Elle parle français, anglais et italien. Sa voix est chaude, profonde. Elle ne trahit pas ses 50 ans bien sonnés. Ni sa corpulence. Ses clients s'imaginent qu'elle est jeune, grande et mince.

«Je ne suis ni guidoune ni pute, se défend-elle. Certains hommes n'auront jamais de femme dans leur vie; pourtant, ils ont des besoins à combler. Ce n'est pas tout le monde qui ressemble à Roch Voisine ou Antonio Banderas. Qu'est-ce qu'un handicapé ferait sans nous? Et le gars qui sort de prison? Et le vieux de 65 ans qui vient de perdre sa femme? On rend les hommes heureux.»

Ses clients ont entre 20 et 75 ans. «J'en ai un qui vit en Nouvelle-Écosse. Quand sa femme quitte la maison pour faire les courses, il m'appelle et se libère de ses fantasmes.»

Toujours les mêmes fantasmes, précise Cassandre: «Les gros seins, le beau petit cul, la voisine, l'infirmière. Et deux femmes en même temps, un classique.»

Le quart des clients veulent de la domination douce: à genoux, les mains attachées...

Cassandre exerce ce métier depuis des années. Pour boucler ses fins de mois, elle travaille aussi comme voyante. Pour 2,99$ la minute, elle prédit l'avenir et interprète les rêves.
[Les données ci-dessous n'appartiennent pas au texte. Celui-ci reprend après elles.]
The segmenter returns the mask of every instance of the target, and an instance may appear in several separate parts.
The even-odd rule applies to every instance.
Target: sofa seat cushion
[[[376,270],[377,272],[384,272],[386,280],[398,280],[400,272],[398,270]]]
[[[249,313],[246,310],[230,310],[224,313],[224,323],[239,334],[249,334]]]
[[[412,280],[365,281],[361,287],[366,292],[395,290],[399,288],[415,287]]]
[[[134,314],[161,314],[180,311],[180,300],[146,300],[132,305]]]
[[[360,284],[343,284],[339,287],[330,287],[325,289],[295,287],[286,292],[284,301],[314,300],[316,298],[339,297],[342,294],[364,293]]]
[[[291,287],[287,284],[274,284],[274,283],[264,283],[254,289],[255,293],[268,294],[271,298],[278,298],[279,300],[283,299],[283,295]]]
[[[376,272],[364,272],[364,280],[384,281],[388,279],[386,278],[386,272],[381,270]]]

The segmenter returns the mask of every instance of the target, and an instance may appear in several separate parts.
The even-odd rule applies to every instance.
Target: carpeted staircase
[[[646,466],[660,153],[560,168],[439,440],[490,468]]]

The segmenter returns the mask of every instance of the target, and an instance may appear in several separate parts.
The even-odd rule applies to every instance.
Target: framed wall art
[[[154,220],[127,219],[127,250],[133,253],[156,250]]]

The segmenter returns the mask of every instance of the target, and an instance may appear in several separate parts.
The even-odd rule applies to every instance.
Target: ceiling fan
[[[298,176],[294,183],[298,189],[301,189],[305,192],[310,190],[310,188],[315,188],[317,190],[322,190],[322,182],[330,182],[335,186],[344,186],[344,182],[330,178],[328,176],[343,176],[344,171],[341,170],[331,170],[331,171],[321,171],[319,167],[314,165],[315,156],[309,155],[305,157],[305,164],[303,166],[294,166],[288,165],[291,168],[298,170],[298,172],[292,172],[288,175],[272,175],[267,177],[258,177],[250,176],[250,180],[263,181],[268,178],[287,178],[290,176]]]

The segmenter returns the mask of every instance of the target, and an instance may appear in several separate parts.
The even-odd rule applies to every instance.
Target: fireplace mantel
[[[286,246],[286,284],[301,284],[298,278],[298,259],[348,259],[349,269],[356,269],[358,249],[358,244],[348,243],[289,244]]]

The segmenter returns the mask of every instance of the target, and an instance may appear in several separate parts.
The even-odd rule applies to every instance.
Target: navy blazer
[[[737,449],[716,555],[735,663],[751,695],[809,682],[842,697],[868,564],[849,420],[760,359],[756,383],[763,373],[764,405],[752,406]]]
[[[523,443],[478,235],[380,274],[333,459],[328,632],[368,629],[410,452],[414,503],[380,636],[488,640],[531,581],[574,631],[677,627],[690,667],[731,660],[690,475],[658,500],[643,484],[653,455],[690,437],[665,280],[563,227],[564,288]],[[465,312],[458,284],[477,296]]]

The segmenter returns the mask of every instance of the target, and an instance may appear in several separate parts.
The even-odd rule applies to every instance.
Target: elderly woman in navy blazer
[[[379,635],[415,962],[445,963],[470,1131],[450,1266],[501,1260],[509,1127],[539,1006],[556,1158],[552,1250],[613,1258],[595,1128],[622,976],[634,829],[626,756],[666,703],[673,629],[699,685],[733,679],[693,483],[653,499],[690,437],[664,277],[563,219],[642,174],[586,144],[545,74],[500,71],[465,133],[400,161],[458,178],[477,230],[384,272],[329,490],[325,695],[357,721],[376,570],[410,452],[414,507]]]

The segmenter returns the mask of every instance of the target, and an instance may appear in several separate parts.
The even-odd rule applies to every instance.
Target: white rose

Sa fille est mariée et elle a «deux beaux enfants». Elle ignore tout du métier de sa mère.

Le plus difficile, ce n'est pas le mensonge, mais l'usure, l'estime de soi qui en prend un coup. «À la longue, ce n'est pas bon pour l'âme, explique Cassandre. Il faut que tu te fasses une carapace.»

L'isolement aussi. Pas facile. Elle mène une vie de moine, seule avec ses chiens.

Sans oublier l'écoeurement, la sursaturation du sexe. Après des années d'appels érotiques, de propos salaces, de respirations haletantes et d'hommes en rut, Cassandre n'en peut plus.

«Des fois, j'ai envie de pleurer tellement ça ne me tente pas. Je me dis: «Ah non! Pas encore du cul!»»

Mais elle doit gagner sa vie. «Je décroche le téléphone, j'oublie tout et je rentre dans mon personnage.»